Publié le 15 septembre 2009, le rapport de la mission d’établissement des faits, dirigée par l’éminent juge sud-africain Richard Goldstone, a recensé une série de graves violations imputables aux forces israéliennes, notamment des frappes contre des bâtiments de l’ONU, des infrastructures et biens civils, des installations médicales et du personnel de santé, ainsi que des opérations qui ont fait de nombreux morts et blessés au sein de la population civile, du fait du comportement irresponsable des forces israéliennes, de leur mépris à l’égard de la vie des civils et de leur incapacité à faire la distinction entre les cibles militaires et civiles.

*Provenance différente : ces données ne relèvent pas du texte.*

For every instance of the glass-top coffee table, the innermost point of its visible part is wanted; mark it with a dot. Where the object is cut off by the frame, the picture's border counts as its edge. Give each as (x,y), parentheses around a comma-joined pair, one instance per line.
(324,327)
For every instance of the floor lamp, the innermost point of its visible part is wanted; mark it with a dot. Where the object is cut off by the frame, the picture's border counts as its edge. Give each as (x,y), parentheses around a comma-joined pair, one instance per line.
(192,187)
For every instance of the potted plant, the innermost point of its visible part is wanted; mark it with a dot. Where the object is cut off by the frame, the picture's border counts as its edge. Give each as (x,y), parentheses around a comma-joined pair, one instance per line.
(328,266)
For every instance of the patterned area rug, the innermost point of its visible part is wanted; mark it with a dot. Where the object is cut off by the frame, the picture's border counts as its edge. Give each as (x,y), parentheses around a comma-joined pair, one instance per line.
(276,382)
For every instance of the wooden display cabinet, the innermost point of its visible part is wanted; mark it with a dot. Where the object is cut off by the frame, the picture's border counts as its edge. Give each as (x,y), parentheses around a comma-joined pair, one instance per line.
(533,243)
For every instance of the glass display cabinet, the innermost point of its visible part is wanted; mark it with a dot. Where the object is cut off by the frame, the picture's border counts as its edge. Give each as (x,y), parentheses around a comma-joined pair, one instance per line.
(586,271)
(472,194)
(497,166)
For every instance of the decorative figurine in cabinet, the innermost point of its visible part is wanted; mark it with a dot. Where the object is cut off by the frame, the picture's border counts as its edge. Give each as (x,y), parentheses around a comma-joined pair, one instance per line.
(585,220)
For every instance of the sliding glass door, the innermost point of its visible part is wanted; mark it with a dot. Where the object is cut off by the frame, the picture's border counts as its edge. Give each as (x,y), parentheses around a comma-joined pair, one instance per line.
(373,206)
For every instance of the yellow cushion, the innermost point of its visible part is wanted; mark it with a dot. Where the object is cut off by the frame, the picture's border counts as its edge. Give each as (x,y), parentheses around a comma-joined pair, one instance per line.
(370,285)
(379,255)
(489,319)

Ce rapport indiquait également que les tirs aveugles de roquettes depuis Gaza vers le sud d’Israël imputables au Hamas et à d’autres groupes armés palestiniens constituaient des crimes de guerre.

La résolution 13/9, adoptée par le Conseil des droits de l’homme le 25 mars 2010, invitait le secrétaire général de l’ONU à présenter un rapport exhaustif au Conseil lors de sa 15e session (du 13 septembre au 1er octobre 2010) sur les progrès réalisés dans la mise en œuvre des recommandations de la mission d’enquête par toutes les parties en présence. En août 2010, le secrétaire général a demandé à la haut-commissaire aux droits de l’homme de transmettre au Comité d’experts du Conseil les documents reçus concernant les investigations menées par les autorités israéliennes et palestiniennes. Rendu public par le secrétaire général de l’ONU, le second rapport de suivi des conclusions de la Mission internationale indépendante d’établissement des faits sur le conflit de Gaza n’incluait aucun document émanant de l’administration de facto du Hamas, pas plus qu’il ne livrait d’évaluation pertinente du bien-fondé des enquêtes israéliennes et palestiniennes.